Der pauschalierende Landwirt Anton erwirbt im Jahr 03 den landwirtschaftlichen Betrieb der B-GbR im Rahmen einer Geschäftsveräußerung nach § 1 Abs. 1a UStG. Die B-GbR hatte ab dem Jahr 01 zur Regelbesteuerung optiert.

Anton muss nach § 24 Abs. 4 S. 2 2. Hs. UStG aufgrund der für die B-GbR bis zum 31.12.05 geltenden Optionsfrist nunmehr selbst einheitlich für alle seine landwirtschaftlichen Betriebe bis zum 31.12.05 die Regelbesteuerung anwenden.

Der Gesamtrechtsnachfolger/Erbe, tritt nach § 45 Abs. 1 AO materiell- und verfahrensrechtlich in die gesamte abgabenrechtliche Rechtsstellung seines Rechtsvorgängers ein[5]; Bindungswirkungen durch die Option des Rechtsvorgängers gelten daher auch für den Gesamtrechtsnachfolger.[6] Davon geht nach den Ausführungen in Abschn. 24.8 Abs. 3 S. 2 UStAE zur Bindung des "Rechtsnachfolgers" offenbar auch die Finanzverwaltung aus.
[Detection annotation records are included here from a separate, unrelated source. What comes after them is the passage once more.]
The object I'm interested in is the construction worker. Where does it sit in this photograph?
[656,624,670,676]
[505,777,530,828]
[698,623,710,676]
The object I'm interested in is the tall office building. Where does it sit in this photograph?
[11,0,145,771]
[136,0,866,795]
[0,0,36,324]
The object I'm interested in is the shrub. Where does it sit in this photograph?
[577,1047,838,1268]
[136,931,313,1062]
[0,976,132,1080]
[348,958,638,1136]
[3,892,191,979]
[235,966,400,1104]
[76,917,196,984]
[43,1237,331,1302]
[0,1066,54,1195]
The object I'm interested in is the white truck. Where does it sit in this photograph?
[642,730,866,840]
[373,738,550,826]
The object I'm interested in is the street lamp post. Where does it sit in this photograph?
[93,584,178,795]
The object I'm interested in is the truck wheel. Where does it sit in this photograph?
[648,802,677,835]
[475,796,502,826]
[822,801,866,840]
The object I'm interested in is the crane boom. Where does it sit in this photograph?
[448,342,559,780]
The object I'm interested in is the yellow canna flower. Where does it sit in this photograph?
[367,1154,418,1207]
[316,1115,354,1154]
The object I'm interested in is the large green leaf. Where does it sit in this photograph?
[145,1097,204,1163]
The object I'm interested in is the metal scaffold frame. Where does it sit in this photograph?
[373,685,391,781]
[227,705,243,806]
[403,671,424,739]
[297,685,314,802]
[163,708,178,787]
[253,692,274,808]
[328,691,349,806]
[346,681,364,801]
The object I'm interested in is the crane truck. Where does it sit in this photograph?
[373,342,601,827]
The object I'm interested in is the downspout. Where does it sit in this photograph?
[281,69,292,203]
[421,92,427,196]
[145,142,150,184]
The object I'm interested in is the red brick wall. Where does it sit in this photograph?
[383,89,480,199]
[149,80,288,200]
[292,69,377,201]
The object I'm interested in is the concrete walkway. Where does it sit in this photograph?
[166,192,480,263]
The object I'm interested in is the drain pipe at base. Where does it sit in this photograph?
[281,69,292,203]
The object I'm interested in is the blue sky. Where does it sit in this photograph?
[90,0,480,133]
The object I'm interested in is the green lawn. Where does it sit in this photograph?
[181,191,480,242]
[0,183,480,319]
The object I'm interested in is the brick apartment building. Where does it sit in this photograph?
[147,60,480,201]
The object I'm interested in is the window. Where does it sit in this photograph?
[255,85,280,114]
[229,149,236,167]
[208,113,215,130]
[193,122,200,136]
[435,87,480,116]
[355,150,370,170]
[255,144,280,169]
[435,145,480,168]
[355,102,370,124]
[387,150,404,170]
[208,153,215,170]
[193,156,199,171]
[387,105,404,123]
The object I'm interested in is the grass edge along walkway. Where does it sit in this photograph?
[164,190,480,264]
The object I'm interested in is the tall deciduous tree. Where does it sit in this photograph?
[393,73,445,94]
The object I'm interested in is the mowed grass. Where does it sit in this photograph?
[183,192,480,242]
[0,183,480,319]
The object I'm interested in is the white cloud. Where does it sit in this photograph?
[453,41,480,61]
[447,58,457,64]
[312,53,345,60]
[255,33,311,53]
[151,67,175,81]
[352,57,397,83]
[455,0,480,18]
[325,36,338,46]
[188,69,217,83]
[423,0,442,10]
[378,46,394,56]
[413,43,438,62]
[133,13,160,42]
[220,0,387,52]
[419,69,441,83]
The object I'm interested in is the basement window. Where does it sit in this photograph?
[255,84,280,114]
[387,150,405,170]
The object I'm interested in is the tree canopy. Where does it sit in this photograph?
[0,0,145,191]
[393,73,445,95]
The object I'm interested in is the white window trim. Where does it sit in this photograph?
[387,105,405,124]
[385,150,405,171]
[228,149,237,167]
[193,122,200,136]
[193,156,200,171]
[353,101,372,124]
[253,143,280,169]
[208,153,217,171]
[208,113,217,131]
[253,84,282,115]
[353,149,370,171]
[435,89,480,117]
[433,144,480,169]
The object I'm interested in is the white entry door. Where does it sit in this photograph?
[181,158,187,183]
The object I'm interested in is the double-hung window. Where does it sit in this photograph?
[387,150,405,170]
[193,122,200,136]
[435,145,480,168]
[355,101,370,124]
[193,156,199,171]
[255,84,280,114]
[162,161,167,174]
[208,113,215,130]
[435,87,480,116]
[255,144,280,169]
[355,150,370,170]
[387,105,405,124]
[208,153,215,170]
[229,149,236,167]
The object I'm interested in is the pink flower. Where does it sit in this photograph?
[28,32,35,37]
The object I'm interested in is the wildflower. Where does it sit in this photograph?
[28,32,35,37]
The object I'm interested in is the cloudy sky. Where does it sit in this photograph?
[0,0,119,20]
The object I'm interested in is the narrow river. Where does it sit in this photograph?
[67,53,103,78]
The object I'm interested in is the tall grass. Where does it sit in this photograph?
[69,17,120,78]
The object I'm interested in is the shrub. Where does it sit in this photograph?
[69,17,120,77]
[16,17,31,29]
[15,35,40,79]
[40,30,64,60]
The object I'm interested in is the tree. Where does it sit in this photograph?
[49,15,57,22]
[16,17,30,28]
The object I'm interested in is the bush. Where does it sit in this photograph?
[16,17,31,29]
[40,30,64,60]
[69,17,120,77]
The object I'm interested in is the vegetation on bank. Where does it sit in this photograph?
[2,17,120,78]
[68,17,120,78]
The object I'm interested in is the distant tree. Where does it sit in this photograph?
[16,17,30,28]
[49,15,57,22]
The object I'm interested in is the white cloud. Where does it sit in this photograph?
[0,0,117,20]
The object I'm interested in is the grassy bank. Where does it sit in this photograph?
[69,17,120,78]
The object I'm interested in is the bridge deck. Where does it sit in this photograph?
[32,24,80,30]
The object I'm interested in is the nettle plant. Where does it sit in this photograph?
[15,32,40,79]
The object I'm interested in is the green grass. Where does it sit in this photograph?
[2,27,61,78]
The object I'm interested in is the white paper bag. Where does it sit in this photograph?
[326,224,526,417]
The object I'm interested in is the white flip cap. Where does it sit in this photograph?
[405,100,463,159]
Es ist nicht eindeutig, ob sich die durch die Option des Rechtsvorgängers ausgelöste Bindungswirkung für den Erben ggf. auch auf dessen eigenen bisher pauschalierenden land- und forstwirtschaftlichen Betrieb erstrecken würde (Rz. 292); da sich insoweit Friktionen ergeben könnten und missbräuchliche Gestaltungen nicht möglich sind, schiene es sachgerecht, beim Erben insoweit bis zum Ende dieser fünfjährigen Bindung ein Nebeneinander von Pauschalierung im bisherigen und Regelbesteuerung im geerbten Betrieb zuzulassen. Die Bindungswirkung nach § 24 Abs. 4 S. 2 UStG gilt schließlich auch im Fall der Anwachsung[7], wenn der vorletzte Gesellschafter aus einer Gesellschaft ausgeschieden ist und das Unternehmen durch den verbleibenden Gesellschafter fortgeführt wird.[8]

 

Rz. 294

Eine Ausnahme von der fünfjährigen Bindungsfrist sieht § 71 UStDV vor, der auf der Ermächtigung in § 26 Abs. 1 S. 1 UStG beruht, wonach durch die UStDV u. a. die zeitliche Bindung nach § 24 Abs. 4 UStG verkürzt werden kann. Nach § 71 S. 1 UStDV kann ein Land- und Forstwirt, der nach § 24 Abs. 4 S. 1 UStG zur Besteuerung nach den allgemeinen Vorschriften des UStG optiert hat und die sog. Kleinunternehmerregelung nach § 19 Abs. 1 UStG anwendet, die Option mit Wirkung vom Beginn eines jeden folgenden Kalenderjahrs widerrufen.[9] Dieser Widerruf ist nach § 71 S. 2 UStDV spätestens bis zum 10. Tag nach Beginn dieses Kalenderjahrs zu erklären. Hat der Land- und Forstwirt nach dem Ausscheiden aus der Durchschnittssatzbesteuerung nach § 24 UStG dagegen nach § 19 Abs. 2 UStG wirksam auf die Anwendung der Kleinunternehmerregelung verzichtet, gilt für ihn die fünfjährige Bindungsfrist nach § 19 Abs. 2 S. 2 UStG, was für diese Zeit eine Rückkehr in die Durchschnittssatzbesteuerung ausschließt.[10] S. im Übrigen zum Wechsel der Besteuerungsform Rz. 125.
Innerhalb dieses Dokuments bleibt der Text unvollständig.